Maletti, come già ricordato nell’escussione del 23 aprile, ricorda, infatti di aver dato ordine, che delle informazioni ricevute da fonte Tritone, fosse informata l’autorità giudiziaria. Nella nota giunta da Padova, in sostanza, si diceva che tra il 29 e il 30 giugno dopo un ritorno di Giangastone Romani, membro di spicco veneto di Ordine Nuovo, da Roma dove aveva incontrato Pino Rauti, Carlo Maria Maggi avesse fatto commenti pesanti dicendo che «il fatto di Brescia non doveva restare isolato, ma che l’obiettivo era quello di aprire un conflitto interno risolvibile solo con lo scontro armato».
Ma la notizia non arrivò all’autorità giudiziaria, i pm Roberto Di Martino e Francesco Piantoni non hanno trovato traccia della segnalazione, ma hanno solo trovato una notizia che dall’Arma è rimbalzata al Sid in cui si fa riferimento a un progetto di costituzione di cellule eversive e di traffico di armi con camion, ma senza alcun nome e senza alcun riferimento alla strage di Brescia.
Per Maletti, inoltre, ma si tratta sempre di sue ipotesi, la strage di Brescia non doveva essere così pesante: «Forse c’è stato un errore sui tempi, la bomba doveva esplodere prima che i manifestanti arrivassero in piazza. Si tratta solo di una mia ipotesi, ma è condivisa anche da altri».

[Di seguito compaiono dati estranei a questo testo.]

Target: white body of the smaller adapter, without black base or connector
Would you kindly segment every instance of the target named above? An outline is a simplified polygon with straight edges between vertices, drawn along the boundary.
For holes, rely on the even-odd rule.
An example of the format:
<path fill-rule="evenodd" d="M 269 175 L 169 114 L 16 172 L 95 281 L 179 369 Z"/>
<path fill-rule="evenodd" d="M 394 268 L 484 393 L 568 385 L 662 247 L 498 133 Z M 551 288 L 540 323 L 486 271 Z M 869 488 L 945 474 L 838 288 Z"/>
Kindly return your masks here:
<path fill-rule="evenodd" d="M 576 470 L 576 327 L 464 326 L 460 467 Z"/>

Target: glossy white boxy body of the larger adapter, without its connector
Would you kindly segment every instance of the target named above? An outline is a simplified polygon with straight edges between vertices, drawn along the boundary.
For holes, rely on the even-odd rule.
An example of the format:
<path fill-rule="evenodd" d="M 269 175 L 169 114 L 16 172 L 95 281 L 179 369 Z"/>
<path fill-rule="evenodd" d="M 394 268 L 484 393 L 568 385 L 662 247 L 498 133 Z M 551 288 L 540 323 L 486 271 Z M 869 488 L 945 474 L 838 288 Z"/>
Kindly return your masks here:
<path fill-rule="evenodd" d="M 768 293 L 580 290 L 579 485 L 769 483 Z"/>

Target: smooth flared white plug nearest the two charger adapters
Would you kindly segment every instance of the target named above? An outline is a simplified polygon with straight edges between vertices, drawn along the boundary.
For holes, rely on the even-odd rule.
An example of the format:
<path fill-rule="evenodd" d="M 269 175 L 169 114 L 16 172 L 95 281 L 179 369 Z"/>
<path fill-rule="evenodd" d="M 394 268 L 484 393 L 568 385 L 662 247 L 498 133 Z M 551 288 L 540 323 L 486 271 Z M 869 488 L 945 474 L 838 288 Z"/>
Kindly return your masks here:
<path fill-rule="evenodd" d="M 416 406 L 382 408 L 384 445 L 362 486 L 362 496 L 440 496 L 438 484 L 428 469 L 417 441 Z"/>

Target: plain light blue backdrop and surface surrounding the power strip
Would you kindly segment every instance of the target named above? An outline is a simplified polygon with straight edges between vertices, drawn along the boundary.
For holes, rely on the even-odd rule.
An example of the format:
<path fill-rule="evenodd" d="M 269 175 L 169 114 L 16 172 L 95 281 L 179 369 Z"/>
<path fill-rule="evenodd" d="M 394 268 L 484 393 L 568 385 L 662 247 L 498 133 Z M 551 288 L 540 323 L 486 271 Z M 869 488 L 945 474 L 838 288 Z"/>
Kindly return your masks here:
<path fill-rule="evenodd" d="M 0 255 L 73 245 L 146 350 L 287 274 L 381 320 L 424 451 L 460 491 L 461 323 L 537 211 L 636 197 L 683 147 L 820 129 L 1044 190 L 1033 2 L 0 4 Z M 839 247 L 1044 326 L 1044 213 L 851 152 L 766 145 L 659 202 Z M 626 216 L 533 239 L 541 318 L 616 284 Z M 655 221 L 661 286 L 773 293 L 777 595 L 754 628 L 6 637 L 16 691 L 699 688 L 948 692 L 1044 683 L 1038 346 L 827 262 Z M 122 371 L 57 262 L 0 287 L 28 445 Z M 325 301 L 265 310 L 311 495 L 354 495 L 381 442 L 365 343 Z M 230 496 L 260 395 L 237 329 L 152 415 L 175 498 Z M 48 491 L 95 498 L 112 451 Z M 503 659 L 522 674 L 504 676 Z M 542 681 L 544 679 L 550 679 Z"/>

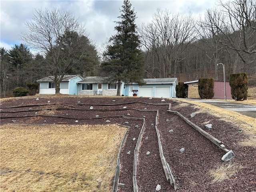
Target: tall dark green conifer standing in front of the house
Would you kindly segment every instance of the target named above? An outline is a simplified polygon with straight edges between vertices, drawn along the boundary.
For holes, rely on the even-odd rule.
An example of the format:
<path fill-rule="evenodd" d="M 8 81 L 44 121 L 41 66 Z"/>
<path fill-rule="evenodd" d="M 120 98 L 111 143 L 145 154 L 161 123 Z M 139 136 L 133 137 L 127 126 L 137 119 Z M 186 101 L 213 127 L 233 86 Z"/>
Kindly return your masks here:
<path fill-rule="evenodd" d="M 140 50 L 140 40 L 135 24 L 136 12 L 129 0 L 124 0 L 121 15 L 115 30 L 117 33 L 109 39 L 110 45 L 104 52 L 101 64 L 102 76 L 108 76 L 110 82 L 117 82 L 117 96 L 120 96 L 121 81 L 143 84 L 144 57 Z"/>

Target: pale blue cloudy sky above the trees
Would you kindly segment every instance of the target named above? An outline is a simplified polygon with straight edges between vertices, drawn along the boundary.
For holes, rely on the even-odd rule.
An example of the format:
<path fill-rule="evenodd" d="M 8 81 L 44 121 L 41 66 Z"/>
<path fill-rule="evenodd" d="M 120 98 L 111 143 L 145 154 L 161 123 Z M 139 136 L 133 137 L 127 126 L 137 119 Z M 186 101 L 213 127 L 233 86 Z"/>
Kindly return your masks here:
<path fill-rule="evenodd" d="M 203 15 L 218 0 L 130 0 L 136 12 L 136 24 L 149 23 L 157 8 L 171 13 Z M 98 49 L 116 34 L 114 27 L 120 16 L 123 0 L 0 0 L 0 47 L 10 50 L 20 45 L 21 32 L 26 32 L 26 22 L 32 20 L 35 10 L 69 11 L 85 25 L 88 37 Z"/>

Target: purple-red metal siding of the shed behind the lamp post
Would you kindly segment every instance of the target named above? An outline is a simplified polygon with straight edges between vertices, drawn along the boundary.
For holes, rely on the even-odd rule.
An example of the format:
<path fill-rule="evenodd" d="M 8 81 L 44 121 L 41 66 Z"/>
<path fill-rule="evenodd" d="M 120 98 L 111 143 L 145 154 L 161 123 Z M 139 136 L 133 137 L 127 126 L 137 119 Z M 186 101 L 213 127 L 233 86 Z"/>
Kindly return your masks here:
<path fill-rule="evenodd" d="M 226 82 L 226 98 L 232 99 L 231 88 L 229 82 Z M 224 96 L 224 82 L 214 81 L 214 96 L 213 99 L 225 99 Z"/>

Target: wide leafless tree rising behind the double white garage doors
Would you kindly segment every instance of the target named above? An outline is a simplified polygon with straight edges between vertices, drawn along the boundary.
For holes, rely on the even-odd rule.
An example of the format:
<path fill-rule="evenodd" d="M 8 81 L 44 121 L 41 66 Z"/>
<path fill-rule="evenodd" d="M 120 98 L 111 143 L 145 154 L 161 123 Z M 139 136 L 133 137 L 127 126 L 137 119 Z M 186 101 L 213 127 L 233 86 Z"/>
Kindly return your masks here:
<path fill-rule="evenodd" d="M 183 53 L 196 37 L 192 15 L 158 9 L 152 22 L 142 24 L 139 32 L 146 52 L 154 57 L 148 69 L 157 70 L 161 78 L 176 77 L 179 64 L 186 58 Z"/>

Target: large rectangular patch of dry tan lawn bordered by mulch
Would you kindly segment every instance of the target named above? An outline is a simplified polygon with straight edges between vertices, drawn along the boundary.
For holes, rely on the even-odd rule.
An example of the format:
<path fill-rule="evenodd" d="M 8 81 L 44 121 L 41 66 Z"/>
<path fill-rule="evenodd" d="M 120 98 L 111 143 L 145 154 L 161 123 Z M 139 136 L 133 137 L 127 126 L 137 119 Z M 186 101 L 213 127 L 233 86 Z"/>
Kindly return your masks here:
<path fill-rule="evenodd" d="M 120 126 L 1 126 L 1 191 L 111 191 Z"/>

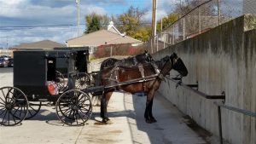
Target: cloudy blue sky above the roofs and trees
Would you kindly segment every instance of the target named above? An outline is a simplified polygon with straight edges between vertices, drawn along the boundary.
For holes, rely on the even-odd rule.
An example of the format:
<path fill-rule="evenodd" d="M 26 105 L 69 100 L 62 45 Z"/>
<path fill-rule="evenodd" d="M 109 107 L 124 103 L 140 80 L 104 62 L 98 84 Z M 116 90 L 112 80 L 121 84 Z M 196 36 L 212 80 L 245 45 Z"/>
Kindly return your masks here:
<path fill-rule="evenodd" d="M 148 9 L 143 20 L 152 17 L 152 0 L 80 0 L 80 33 L 76 0 L 0 0 L 0 48 L 45 39 L 65 43 L 85 31 L 86 14 L 124 14 L 130 6 Z M 171 13 L 175 0 L 158 0 L 157 18 Z"/>

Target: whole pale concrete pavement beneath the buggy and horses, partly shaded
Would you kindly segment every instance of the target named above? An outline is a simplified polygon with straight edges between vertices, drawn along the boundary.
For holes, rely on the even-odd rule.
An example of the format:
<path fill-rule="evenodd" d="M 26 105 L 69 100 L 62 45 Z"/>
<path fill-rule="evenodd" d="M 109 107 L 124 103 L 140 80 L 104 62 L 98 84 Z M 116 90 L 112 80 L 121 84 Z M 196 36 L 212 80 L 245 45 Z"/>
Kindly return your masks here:
<path fill-rule="evenodd" d="M 12 85 L 12 68 L 0 68 L 0 87 Z M 1 95 L 1 93 L 0 93 Z M 154 99 L 157 123 L 143 118 L 145 96 L 116 92 L 108 104 L 112 124 L 101 124 L 99 107 L 84 126 L 61 124 L 54 107 L 42 107 L 38 115 L 22 124 L 0 125 L 0 144 L 206 144 L 212 143 L 207 132 L 191 129 L 191 121 L 159 94 Z M 194 131 L 197 130 L 197 131 Z"/>

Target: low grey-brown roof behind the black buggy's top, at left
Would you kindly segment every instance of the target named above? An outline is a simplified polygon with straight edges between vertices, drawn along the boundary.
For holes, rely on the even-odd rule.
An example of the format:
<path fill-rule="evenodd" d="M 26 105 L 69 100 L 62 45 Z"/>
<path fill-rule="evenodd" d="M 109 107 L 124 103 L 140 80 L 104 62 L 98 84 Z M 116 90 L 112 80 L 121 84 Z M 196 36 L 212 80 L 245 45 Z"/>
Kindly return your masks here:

ED È SUL COMMENTO di note e veline che Maletti è stato sentito per l’intera giornata di ieri. Importante per l’accusa la nota del cs di Napoli datata 13 agosto 1974 in cui una fonte fa riferimento a un incontro tra ordinovisti e Rauti a Roma (della stessa riunione parlerebbe anche Tritone). Maletti ai pm ha detto di non ricordare, ma la sua risposta di allora non va trascurata: «Meglio riferire al ministro della Difesa e al ministro degli Interni – scrive l’ex numero due del Sid – perchè Rauti a oggi è il faro dell’estrema destra extraparlamentare, potrebbe fare o indurre altri a fare grosse sciocchezze».